L’autoportrait : regard sur Vivian Maier

Par Elizabeth Avedon

Je me suis souvent demandé pourquoi on saisit sa propre image, ce que signifie le fait d’être représenté des deux côtés du cadre. Je ne me résous pas à n’y voir que pure vanité, pur narcissisme. On pourrait penser, non sans une certaine naïveté, qu’un autoportrait nous informe sur la personne photographiée. En observant le sujet représenté, ainsi que le regard porté sur lui, nous pensons pouvoir deviner des choses sur sa vie, son travail, sa journée. En cherchant l’expression, nous discernons des vêtements, des choix, un environnement – tentative, somme toute, de résoudre le mystère du « moi ».

Je ne suis pas certaine que l’on puisse lire ce « moi » dans les autoportraits de Vivian Maier, ni même suivre l’évolution de sa vie à travers ses images. Nous observons ses autoportraits en quête de révélations, mais elle ne nous livre que très peu de choses. Elle est seule dans ses pensées. Difficile d’imaginer son point de vue. Pas une trace d’émotion ni de réaction. Pas un seul portrait à deux. Elle n’est presque jamais accompagnée, ou parfois d’un enfant. La force du personnage de Maier réside dans la personnalité qui nous regarde à son tour. Un regard d’une grande intransigeance ; et il est paradoxal, pour une personne aussi secrète et indépendante, que ce soient ses autoportraits qui, à ce jour, se sont avérés ses œuvres les plus marquantes.

Elle semblait incarner une sagesse photographique qui la dépassait – toujours dans la composition, rarement dans l’émotion. Parfois, elle fait des choix géniaux : parfois, simplement un essai. Son œuvre regorge de surfaces réfléchissantes, de vitres – un monde mis en abyme à travers des cadres, des embrasures de portes, des châssis, son ombre se projetant sur la vie des autres, sur le trottoir, sur le dos d’inconnus. À travers son objectif, nous voyons son image se refléter sur une surface, image plane répétée suivant plusieurs angles.

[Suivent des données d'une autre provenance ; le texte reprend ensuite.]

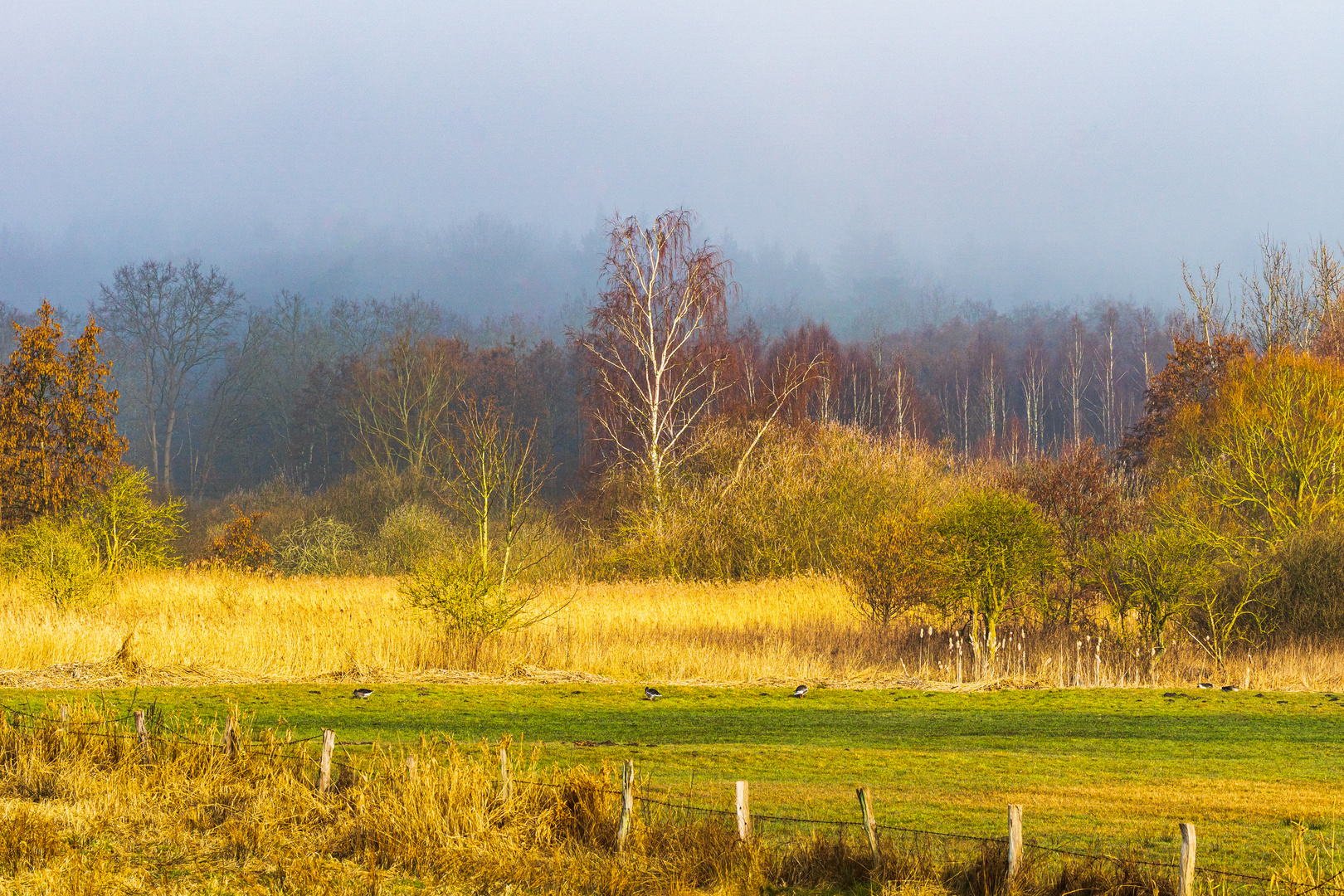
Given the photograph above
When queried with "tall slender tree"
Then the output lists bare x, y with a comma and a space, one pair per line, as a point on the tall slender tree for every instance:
169, 325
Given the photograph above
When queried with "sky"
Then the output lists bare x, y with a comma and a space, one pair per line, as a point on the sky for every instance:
1014, 152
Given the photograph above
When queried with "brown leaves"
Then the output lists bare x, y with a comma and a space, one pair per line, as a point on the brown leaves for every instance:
58, 431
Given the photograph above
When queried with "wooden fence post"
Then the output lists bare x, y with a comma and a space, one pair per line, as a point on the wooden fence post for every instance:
505, 778
231, 737
743, 813
626, 804
324, 766
869, 824
1014, 840
1187, 860
143, 733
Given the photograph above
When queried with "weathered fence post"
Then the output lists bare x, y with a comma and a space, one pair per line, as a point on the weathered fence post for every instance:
324, 766
1014, 840
143, 733
1187, 860
626, 804
505, 778
743, 813
869, 824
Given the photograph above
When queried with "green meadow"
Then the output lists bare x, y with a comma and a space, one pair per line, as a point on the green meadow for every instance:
1096, 770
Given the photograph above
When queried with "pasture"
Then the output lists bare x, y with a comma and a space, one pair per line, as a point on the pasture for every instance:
1097, 770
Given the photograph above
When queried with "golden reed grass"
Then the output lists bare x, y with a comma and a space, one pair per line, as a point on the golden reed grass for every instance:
197, 626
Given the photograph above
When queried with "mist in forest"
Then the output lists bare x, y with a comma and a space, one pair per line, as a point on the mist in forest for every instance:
854, 164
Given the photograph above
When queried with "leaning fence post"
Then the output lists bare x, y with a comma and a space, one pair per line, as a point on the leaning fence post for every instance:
626, 804
231, 737
869, 824
743, 813
1187, 859
143, 733
324, 765
505, 779
1014, 840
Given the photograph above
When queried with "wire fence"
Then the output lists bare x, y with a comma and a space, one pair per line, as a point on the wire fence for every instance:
268, 751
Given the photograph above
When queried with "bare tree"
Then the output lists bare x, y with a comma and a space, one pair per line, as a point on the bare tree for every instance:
1105, 366
656, 340
1034, 397
1277, 308
1074, 379
405, 401
168, 327
1210, 319
990, 383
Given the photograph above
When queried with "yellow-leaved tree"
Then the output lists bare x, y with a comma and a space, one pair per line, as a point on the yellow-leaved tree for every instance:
58, 430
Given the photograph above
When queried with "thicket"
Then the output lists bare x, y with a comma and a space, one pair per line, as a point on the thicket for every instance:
934, 473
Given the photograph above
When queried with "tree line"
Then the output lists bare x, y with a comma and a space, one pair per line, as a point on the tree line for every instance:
1049, 462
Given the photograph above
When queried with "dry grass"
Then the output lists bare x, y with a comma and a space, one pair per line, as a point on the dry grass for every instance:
197, 626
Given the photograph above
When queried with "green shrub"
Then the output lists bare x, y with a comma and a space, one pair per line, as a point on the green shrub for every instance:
56, 559
129, 531
323, 547
411, 535
802, 497
470, 597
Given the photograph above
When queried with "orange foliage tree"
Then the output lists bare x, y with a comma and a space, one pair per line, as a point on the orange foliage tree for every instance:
58, 430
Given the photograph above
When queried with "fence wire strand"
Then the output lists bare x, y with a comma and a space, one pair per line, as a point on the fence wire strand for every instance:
178, 739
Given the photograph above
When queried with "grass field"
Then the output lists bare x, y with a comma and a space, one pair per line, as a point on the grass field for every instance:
1107, 770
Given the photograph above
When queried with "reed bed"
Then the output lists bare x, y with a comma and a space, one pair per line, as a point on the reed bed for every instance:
214, 626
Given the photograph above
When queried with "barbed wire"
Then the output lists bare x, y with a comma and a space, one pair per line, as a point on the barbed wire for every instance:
258, 748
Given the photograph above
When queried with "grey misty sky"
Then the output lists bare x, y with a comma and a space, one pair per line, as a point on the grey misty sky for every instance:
1015, 151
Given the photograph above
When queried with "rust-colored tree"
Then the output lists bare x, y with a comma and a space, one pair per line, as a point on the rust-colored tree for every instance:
58, 430
656, 342
1195, 370
241, 546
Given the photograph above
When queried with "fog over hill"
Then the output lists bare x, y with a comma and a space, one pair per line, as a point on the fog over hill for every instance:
856, 163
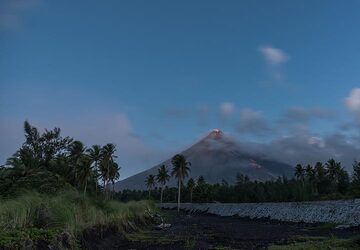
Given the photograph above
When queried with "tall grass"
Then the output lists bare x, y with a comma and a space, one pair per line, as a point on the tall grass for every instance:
68, 212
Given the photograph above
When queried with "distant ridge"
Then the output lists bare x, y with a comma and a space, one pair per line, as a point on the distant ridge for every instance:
217, 157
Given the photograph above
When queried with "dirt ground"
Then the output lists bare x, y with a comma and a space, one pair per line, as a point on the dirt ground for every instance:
203, 231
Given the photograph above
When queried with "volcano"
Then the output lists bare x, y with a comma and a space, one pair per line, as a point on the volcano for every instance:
217, 157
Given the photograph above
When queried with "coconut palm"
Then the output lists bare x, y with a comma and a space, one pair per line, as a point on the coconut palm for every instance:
150, 183
77, 149
191, 186
300, 173
106, 163
114, 174
311, 177
333, 169
180, 171
162, 177
95, 155
84, 171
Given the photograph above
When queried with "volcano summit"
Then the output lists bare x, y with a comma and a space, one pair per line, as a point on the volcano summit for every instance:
217, 157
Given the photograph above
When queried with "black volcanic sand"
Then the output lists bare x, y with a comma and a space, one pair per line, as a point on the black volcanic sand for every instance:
203, 231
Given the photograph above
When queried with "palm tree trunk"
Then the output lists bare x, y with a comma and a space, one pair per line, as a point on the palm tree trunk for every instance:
162, 189
179, 188
85, 187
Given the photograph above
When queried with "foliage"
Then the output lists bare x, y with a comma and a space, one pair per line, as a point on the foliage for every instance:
48, 162
319, 182
34, 216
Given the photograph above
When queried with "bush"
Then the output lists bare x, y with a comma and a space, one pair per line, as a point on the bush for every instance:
35, 217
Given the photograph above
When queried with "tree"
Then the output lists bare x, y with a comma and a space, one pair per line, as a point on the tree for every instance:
356, 178
333, 170
311, 178
150, 183
300, 173
84, 171
180, 171
162, 177
77, 150
106, 163
95, 155
114, 174
191, 186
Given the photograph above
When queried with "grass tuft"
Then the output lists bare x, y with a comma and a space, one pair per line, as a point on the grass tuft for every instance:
33, 217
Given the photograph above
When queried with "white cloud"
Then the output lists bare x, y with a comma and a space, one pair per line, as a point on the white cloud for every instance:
353, 101
273, 56
252, 122
227, 108
11, 12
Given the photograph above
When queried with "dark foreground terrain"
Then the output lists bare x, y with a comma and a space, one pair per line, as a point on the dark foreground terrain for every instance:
202, 231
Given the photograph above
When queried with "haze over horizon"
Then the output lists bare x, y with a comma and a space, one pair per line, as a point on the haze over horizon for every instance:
154, 77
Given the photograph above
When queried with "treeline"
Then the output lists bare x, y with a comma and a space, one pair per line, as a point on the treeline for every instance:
318, 182
48, 162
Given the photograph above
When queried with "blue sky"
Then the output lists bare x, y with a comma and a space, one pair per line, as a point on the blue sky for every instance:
154, 76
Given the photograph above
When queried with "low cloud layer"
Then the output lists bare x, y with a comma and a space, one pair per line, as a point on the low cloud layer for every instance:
11, 12
274, 58
252, 122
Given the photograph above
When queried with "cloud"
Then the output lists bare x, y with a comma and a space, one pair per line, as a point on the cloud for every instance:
11, 12
252, 122
307, 148
302, 115
273, 56
353, 102
226, 109
175, 112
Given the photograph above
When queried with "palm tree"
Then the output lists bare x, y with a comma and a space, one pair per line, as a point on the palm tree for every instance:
162, 177
300, 173
191, 186
333, 168
150, 183
106, 163
311, 177
77, 149
114, 174
180, 171
95, 155
84, 171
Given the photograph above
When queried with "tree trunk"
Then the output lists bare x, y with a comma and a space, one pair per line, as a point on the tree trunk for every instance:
85, 187
179, 193
162, 189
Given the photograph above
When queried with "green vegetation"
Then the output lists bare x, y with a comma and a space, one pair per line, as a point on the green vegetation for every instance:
49, 193
318, 243
162, 178
34, 217
319, 182
180, 171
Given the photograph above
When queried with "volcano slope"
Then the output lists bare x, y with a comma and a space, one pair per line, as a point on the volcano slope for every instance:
217, 157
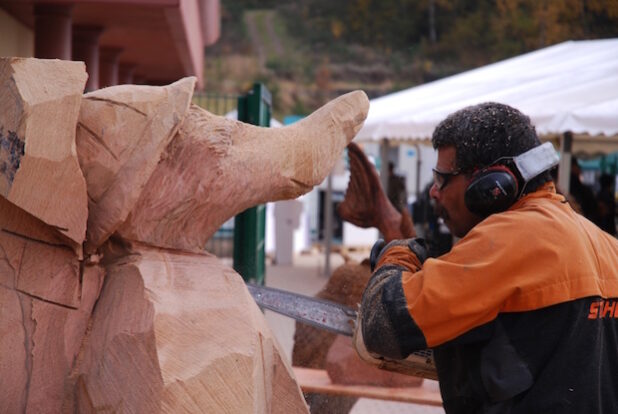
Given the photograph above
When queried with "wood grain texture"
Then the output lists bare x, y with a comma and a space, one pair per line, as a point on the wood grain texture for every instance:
42, 325
166, 337
217, 167
121, 135
39, 171
318, 381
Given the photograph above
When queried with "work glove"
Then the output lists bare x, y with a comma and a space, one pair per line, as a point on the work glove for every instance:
416, 245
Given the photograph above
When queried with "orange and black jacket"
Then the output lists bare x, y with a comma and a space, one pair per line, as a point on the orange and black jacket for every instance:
522, 313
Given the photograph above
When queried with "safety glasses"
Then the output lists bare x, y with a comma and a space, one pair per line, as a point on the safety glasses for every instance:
441, 178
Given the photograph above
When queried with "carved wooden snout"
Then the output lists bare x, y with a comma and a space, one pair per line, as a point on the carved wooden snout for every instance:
215, 168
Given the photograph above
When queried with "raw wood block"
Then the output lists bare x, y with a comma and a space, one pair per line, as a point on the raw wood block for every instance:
217, 167
344, 366
39, 170
311, 345
121, 135
50, 273
40, 339
175, 332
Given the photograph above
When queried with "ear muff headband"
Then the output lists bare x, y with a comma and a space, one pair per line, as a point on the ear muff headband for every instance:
491, 190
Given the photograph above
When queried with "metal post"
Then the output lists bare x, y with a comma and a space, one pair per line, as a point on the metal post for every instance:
564, 167
250, 225
328, 224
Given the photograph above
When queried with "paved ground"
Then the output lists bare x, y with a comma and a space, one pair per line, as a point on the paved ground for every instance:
306, 276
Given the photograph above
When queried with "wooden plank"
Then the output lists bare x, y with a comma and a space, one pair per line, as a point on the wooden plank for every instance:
317, 380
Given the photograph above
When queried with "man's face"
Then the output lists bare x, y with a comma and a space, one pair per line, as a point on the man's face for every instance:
448, 193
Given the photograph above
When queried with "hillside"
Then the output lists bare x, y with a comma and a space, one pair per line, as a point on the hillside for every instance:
309, 51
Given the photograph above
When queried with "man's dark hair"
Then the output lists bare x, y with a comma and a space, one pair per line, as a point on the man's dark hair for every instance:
483, 133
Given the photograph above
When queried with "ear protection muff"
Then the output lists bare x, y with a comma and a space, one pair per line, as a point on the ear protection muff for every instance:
495, 188
491, 190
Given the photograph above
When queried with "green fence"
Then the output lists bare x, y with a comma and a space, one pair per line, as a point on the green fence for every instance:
242, 238
250, 225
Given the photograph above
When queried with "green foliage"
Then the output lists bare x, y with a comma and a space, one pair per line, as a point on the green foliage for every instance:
326, 47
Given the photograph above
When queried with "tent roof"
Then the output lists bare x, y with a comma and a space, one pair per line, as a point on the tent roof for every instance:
571, 86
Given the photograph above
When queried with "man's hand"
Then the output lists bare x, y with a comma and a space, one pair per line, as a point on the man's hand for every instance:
416, 246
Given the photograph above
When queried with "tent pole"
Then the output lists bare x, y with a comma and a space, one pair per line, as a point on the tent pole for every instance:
419, 163
384, 164
328, 224
564, 168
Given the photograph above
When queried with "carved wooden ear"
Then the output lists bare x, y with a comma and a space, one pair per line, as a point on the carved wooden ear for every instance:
121, 134
39, 172
216, 167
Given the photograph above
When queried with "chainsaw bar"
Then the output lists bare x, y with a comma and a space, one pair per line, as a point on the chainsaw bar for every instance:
336, 318
313, 311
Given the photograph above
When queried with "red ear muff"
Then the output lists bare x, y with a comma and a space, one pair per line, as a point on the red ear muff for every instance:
491, 190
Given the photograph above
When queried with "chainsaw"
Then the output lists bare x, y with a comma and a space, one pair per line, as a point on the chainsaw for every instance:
339, 319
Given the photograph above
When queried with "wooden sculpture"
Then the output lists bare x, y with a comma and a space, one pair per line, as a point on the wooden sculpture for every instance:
108, 302
365, 204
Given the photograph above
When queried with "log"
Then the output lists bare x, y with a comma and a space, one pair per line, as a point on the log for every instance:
39, 170
121, 135
166, 337
344, 366
217, 167
311, 345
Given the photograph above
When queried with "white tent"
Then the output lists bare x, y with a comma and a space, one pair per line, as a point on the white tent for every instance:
569, 90
571, 86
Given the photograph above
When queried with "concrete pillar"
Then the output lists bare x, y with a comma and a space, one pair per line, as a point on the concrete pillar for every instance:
86, 49
108, 66
52, 31
125, 74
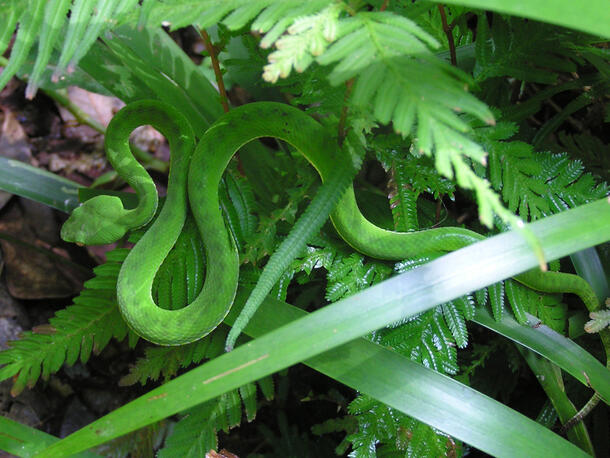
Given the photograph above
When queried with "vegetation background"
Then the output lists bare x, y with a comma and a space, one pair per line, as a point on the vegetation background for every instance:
480, 114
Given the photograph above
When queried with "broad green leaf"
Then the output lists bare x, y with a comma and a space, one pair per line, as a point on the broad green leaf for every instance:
38, 184
592, 16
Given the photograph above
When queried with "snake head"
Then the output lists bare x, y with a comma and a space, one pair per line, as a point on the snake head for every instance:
96, 222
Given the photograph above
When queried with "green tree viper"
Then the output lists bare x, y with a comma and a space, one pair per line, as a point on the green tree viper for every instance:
196, 172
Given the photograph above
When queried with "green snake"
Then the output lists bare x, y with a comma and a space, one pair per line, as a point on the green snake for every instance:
195, 174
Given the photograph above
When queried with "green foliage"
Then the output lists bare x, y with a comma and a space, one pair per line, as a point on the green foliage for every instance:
360, 69
399, 434
196, 432
75, 332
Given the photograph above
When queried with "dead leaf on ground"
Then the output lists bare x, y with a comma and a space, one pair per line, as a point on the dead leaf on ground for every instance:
30, 273
14, 143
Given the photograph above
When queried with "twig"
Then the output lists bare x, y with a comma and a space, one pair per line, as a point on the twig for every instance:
447, 30
341, 129
215, 65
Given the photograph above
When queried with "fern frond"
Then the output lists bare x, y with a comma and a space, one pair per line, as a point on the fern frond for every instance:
540, 184
82, 328
383, 431
196, 433
42, 20
30, 20
165, 362
502, 51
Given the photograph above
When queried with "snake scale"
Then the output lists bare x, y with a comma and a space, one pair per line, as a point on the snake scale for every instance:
195, 174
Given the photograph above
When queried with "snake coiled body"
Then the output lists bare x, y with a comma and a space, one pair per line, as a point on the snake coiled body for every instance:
195, 174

Nulle grande émotion n’est exprimée dans ces autoportraits, peu d’action, de la curiosité plutôt que de l’introspection, de la composition plutôt que de l’émotion. Il pouvait arriver qu’elle sourît, bien que rarement – Vivian Maier semblait avoir une double vie : sa vie domestique, avec toutes ses contradictions, et sa vie personnelle, dédiée à la création. Elle jetait sur le monde un regard connaisseur, mais ne permit jamais à quiconque de devenir témoin ou spectateur de son travail. On imagine volontiers que cette femme profondément intuitive était une personne difficile : décalée, complexe, vivant dans son monde à elle. (…)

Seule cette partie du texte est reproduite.